Я уставился на ее уши и по смеющимся глазам понял, что меня разыграли.

Рысь неожиданно остановилась. Я по инерции сделал еще шаг, остановился, повернулся и оказался к ней лицом к лицу. Рысь встала на цыпочки, обняла меня и поцеловала.

Мы застыли так — самозабвенно и отрешенно. Черт… это был больше чем поцелуй. У меня закружилась голова, и мысли смыло, как прибой смывает надписи на песке. Нас основательно шатнуло, и я понял, что мы сейчас упадем. И мы упали в сугроб, продолжая целоваться, и хохоча в паузах между поцелуями. Рысь уселась мне на живот и попыталась закопать в снег.

И замерла, прислушиваясь.

Откуда-то из переулков донесся вой. Густой, полный ненависти и охотничьего азарта, он пронзил воздух и тот словно стал еще холоднее.

Остров Крит. 1156 год до н. э.

Рабыня поставила кувшин с водой у ложа и, пятясь, исчезла в арке коридора. Если бы Пигмалион мог сейчас видеть ее, то его, возможно, удивило бы выражение лица рабыни.

"Он не безумец, — размышляло существо. — На самом деле он понимает, что рядом с ним всего лишь скульптура. Все его поведение — игра. Искусная, но всего лишь игра. Он даже сам почти верит. Но все-таки — почти".

Существо поняло, что впервые с тех пор, как осознало себя, испытывает жалость. Этот человек пытался изменить мир. Пусть не весь, пусть только в том, что касалось только его самого. Но он пытался стать богом.

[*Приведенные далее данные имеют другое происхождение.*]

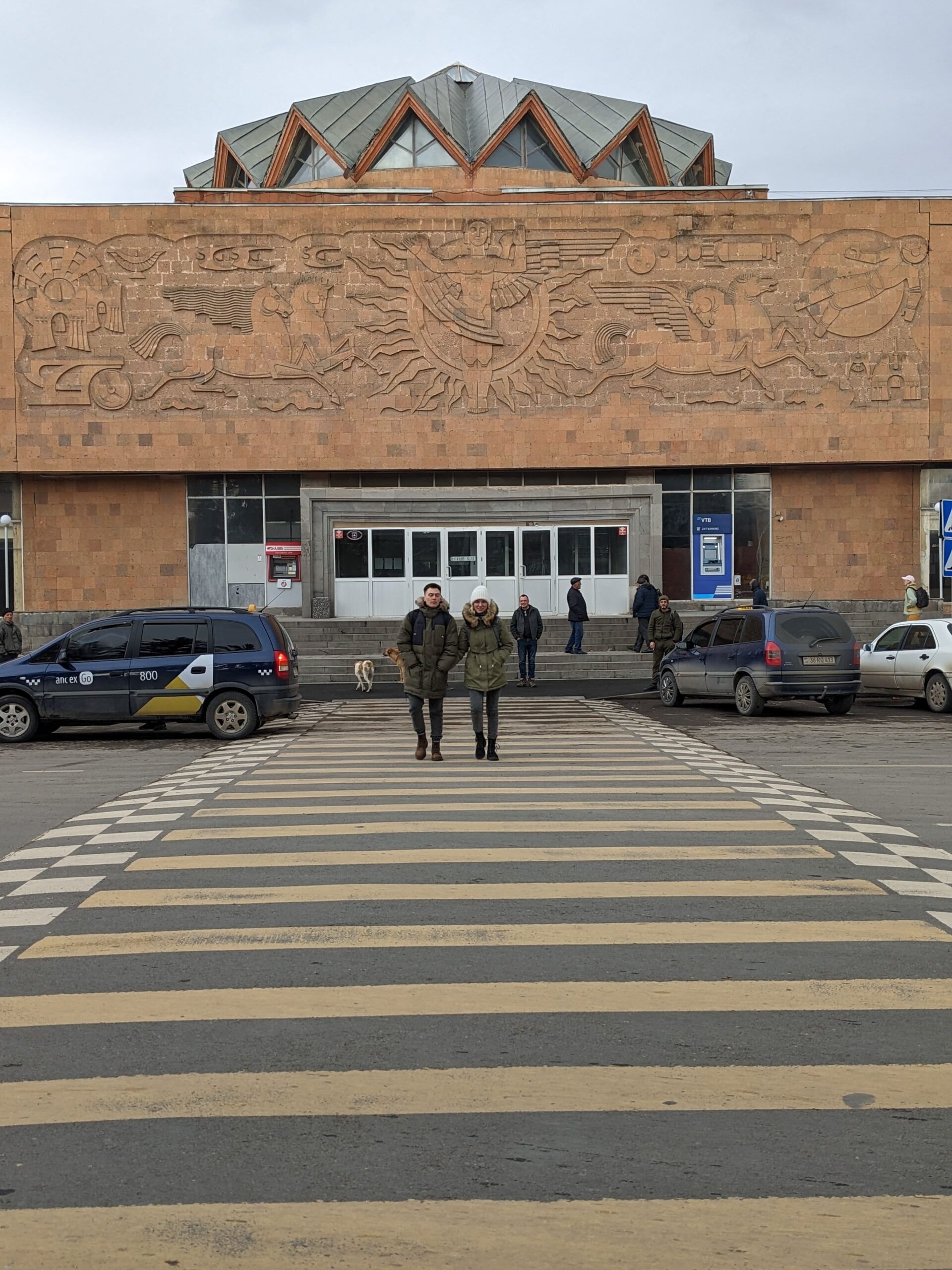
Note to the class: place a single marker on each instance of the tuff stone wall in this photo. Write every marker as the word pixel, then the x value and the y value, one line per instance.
pixel 851 532
pixel 105 543
pixel 196 338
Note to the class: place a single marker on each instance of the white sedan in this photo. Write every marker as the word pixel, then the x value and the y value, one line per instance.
pixel 912 659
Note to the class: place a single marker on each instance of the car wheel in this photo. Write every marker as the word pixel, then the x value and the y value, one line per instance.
pixel 747 699
pixel 838 705
pixel 19 719
pixel 939 695
pixel 668 690
pixel 232 717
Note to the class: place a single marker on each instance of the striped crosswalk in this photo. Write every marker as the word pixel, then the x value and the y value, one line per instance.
pixel 620 1001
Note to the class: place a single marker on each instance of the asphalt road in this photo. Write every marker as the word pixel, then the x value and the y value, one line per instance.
pixel 621 1000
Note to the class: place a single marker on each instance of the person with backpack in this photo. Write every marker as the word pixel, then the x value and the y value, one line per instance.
pixel 643 606
pixel 485 643
pixel 429 645
pixel 914 600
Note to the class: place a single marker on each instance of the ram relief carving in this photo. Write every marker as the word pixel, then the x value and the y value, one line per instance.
pixel 486 316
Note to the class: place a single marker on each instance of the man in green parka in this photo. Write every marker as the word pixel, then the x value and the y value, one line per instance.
pixel 486 643
pixel 429 645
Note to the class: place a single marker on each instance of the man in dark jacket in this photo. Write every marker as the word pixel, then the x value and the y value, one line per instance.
pixel 664 631
pixel 578 614
pixel 527 628
pixel 429 645
pixel 643 606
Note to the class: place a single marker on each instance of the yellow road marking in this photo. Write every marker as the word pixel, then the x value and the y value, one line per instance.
pixel 469 855
pixel 477 892
pixel 502 828
pixel 889 1232
pixel 416 1000
pixel 708 788
pixel 474 1091
pixel 655 804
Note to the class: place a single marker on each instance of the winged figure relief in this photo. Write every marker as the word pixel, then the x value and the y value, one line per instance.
pixel 726 332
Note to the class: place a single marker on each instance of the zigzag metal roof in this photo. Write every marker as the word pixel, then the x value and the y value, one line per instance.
pixel 472 108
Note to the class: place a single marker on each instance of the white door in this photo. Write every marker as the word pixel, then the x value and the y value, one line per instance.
pixel 498 568
pixel 536 568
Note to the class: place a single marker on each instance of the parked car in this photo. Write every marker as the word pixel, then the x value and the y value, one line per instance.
pixel 912 659
pixel 229 668
pixel 766 654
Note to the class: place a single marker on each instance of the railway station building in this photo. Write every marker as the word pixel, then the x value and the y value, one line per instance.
pixel 470 329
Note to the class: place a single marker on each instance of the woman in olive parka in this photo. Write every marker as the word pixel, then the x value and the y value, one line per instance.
pixel 486 643
pixel 428 643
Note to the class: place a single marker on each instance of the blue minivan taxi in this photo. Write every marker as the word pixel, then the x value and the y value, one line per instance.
pixel 757 656
pixel 229 668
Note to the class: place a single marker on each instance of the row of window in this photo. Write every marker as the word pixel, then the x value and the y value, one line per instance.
pixel 413 145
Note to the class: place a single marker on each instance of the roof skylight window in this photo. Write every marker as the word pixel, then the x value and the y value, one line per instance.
pixel 307 163
pixel 526 146
pixel 627 163
pixel 414 146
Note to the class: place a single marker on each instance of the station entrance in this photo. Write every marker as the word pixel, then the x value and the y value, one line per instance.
pixel 380 571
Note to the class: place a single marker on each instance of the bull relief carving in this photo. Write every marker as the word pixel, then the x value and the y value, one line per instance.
pixel 473 318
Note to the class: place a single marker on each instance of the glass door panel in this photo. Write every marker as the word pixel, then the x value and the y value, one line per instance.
pixel 537 568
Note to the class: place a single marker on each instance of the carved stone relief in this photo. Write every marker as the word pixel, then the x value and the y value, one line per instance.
pixel 480 317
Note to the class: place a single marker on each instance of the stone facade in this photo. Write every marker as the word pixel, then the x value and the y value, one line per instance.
pixel 139 343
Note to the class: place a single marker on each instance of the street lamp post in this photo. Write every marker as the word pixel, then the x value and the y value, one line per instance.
pixel 7 521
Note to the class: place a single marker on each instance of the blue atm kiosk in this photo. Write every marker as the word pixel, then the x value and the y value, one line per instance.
pixel 713 558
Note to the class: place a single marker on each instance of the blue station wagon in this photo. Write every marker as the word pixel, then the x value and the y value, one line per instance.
pixel 228 668
pixel 757 656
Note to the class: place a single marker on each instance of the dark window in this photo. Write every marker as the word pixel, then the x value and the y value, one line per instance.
pixel 171 639
pixel 526 146
pixel 388 553
pixel 812 628
pixel 728 632
pixel 574 552
pixel 234 636
pixel 351 553
pixel 99 644
pixel 425 547
pixel 206 521
pixel 701 635
pixel 281 486
pixel 244 520
pixel 919 638
pixel 206 487
pixel 611 549
pixel 753 631
pixel 282 520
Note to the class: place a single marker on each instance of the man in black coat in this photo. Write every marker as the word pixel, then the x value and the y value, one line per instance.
pixel 578 614
pixel 527 627
pixel 643 606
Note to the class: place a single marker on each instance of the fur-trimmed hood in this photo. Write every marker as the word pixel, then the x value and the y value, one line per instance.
pixel 472 619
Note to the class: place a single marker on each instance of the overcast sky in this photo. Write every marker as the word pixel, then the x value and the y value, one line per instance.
pixel 107 101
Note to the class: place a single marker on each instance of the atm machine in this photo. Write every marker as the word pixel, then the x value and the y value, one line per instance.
pixel 713 558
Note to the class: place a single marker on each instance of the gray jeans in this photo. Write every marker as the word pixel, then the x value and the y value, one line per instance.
pixel 492 711
pixel 436 715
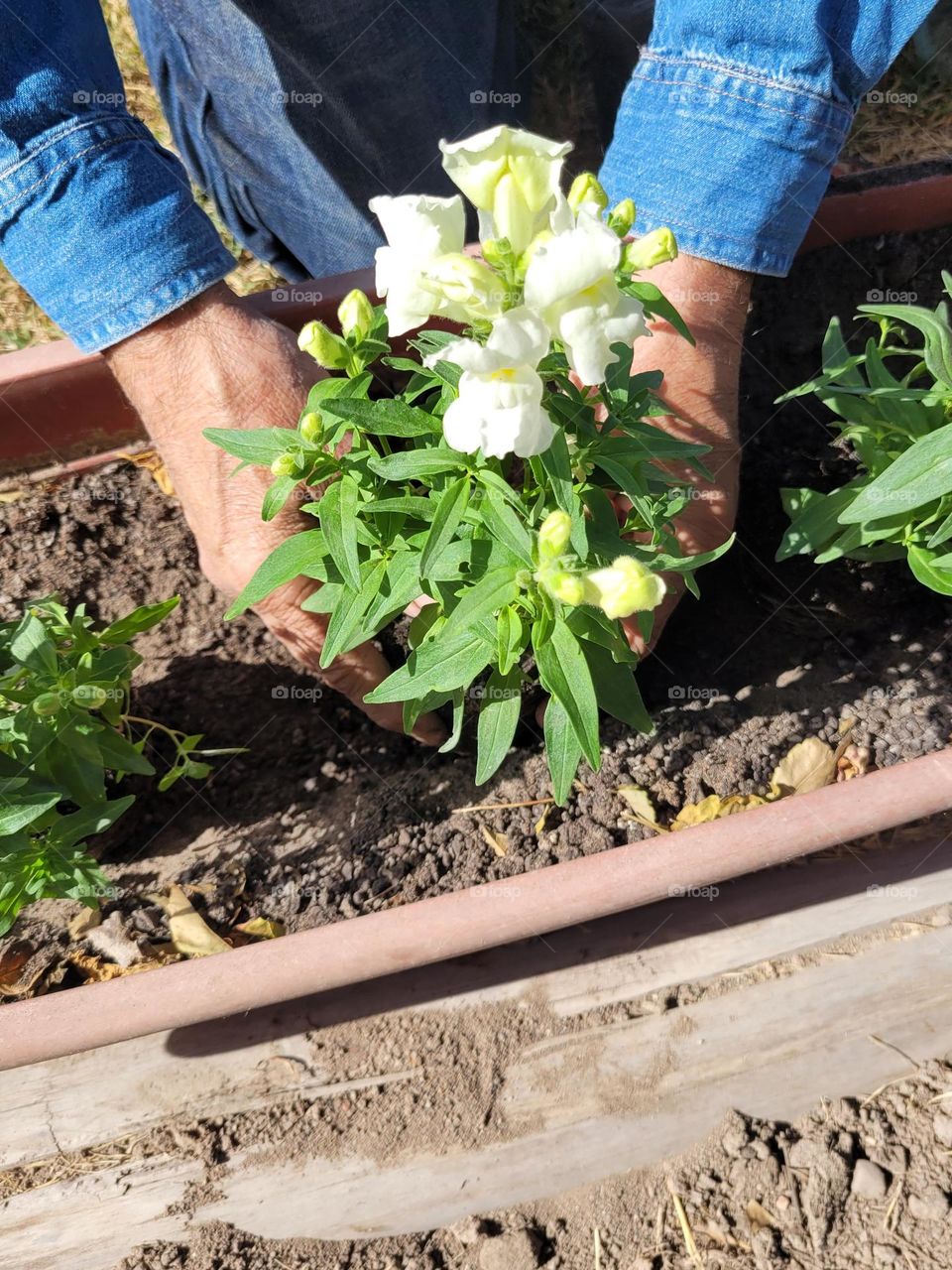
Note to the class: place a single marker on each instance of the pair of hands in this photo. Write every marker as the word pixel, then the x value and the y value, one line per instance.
pixel 213 363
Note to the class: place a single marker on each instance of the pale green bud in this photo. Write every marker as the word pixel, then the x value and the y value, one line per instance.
pixel 48 703
pixel 566 587
pixel 622 217
pixel 286 465
pixel 587 190
pixel 553 535
pixel 626 587
pixel 326 348
pixel 356 316
pixel 652 249
pixel 90 697
pixel 311 429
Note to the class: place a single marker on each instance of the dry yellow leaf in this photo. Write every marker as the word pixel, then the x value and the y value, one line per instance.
pixel 640 804
pixel 262 929
pixel 807 766
pixel 153 462
pixel 190 934
pixel 498 841
pixel 715 808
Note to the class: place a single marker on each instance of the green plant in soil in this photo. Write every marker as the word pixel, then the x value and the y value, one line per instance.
pixel 893 403
pixel 516 481
pixel 66 740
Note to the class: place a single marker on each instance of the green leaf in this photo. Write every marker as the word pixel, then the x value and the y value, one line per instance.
pixel 565 675
pixel 616 689
pixel 388 417
pixel 562 749
pixel 499 717
pixel 294 558
pixel 919 475
pixel 928 572
pixel 32 647
pixel 119 754
pixel 494 590
pixel 414 463
pixel 339 524
pixel 345 622
pixel 277 495
pixel 23 810
pixel 143 619
pixel 449 512
pixel 511 639
pixel 96 818
pixel 436 666
pixel 259 445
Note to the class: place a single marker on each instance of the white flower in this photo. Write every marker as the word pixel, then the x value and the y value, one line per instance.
pixel 570 282
pixel 626 587
pixel 499 408
pixel 511 176
pixel 419 230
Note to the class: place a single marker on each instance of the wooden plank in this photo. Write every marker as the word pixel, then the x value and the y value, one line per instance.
pixel 657 1084
pixel 239 1064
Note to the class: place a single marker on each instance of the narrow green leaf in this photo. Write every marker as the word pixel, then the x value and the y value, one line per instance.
pixel 562 749
pixel 143 619
pixel 499 717
pixel 449 512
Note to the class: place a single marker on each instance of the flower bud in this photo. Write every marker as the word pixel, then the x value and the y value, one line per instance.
pixel 626 587
pixel 90 697
pixel 622 217
pixel 309 429
pixel 553 535
pixel 566 587
pixel 286 465
pixel 356 316
pixel 587 191
pixel 326 348
pixel 48 703
pixel 652 249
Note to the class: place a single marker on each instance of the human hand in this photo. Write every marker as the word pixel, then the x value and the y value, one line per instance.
pixel 213 363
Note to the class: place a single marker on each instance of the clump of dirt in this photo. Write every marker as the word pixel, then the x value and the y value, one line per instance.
pixel 852 1184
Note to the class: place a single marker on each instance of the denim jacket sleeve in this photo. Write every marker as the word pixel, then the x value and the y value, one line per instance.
pixel 737 112
pixel 96 220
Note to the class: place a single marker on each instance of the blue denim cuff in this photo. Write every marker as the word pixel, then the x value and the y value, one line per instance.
pixel 99 223
pixel 734 160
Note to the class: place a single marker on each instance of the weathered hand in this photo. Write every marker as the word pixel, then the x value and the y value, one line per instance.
pixel 214 363
pixel 701 385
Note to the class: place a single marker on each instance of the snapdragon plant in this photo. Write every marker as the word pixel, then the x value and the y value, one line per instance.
pixel 895 404
pixel 66 740
pixel 517 481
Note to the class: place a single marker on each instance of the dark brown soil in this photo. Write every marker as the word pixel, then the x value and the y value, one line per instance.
pixel 326 817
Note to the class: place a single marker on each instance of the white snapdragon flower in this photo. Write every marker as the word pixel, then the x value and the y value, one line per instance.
pixel 570 284
pixel 422 270
pixel 419 230
pixel 499 409
pixel 511 176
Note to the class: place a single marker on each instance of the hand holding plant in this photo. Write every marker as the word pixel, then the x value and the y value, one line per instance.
pixel 488 484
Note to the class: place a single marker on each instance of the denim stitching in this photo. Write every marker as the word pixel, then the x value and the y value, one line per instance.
pixel 744 72
pixel 746 100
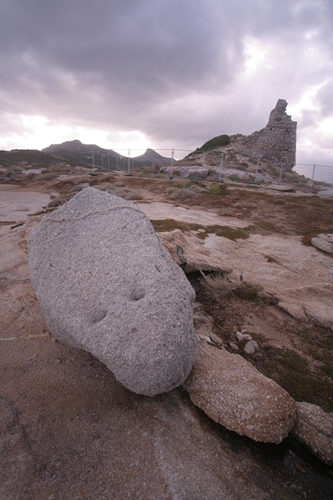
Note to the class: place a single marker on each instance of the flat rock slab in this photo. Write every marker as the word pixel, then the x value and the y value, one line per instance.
pixel 233 393
pixel 314 428
pixel 106 284
pixel 280 187
pixel 16 203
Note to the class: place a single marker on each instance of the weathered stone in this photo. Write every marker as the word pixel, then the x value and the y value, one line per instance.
pixel 314 428
pixel 276 142
pixel 323 242
pixel 251 347
pixel 107 285
pixel 233 393
pixel 214 338
pixel 198 173
pixel 280 187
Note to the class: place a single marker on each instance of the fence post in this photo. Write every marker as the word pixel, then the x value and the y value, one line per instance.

Существу было ясно, что человек обречен. Да, он был на верном пути, но у него не было той непоколебимой веры в свое всемогущество, которое существо наблюдало у богов. Он играл, а боги — жили.

И взяться такой вере было неоткуда. Весь жизненный опыт Пигмалиона противоречил такой вере. Существо хотело уйти… и не могло. Оно осознало, что завидует статуе. Это было нелепо, но именно так — завидовало. Существо никто никогда не любил. Да, когда оно занимало тело какого-либо человека, ему доставались и направленные на этого человека чувства других людей. Но существо всегда четко осознавало, что эти чувства предназначены не ему. Оно оставалось сторонним наблюдателем, словно зритель в театре.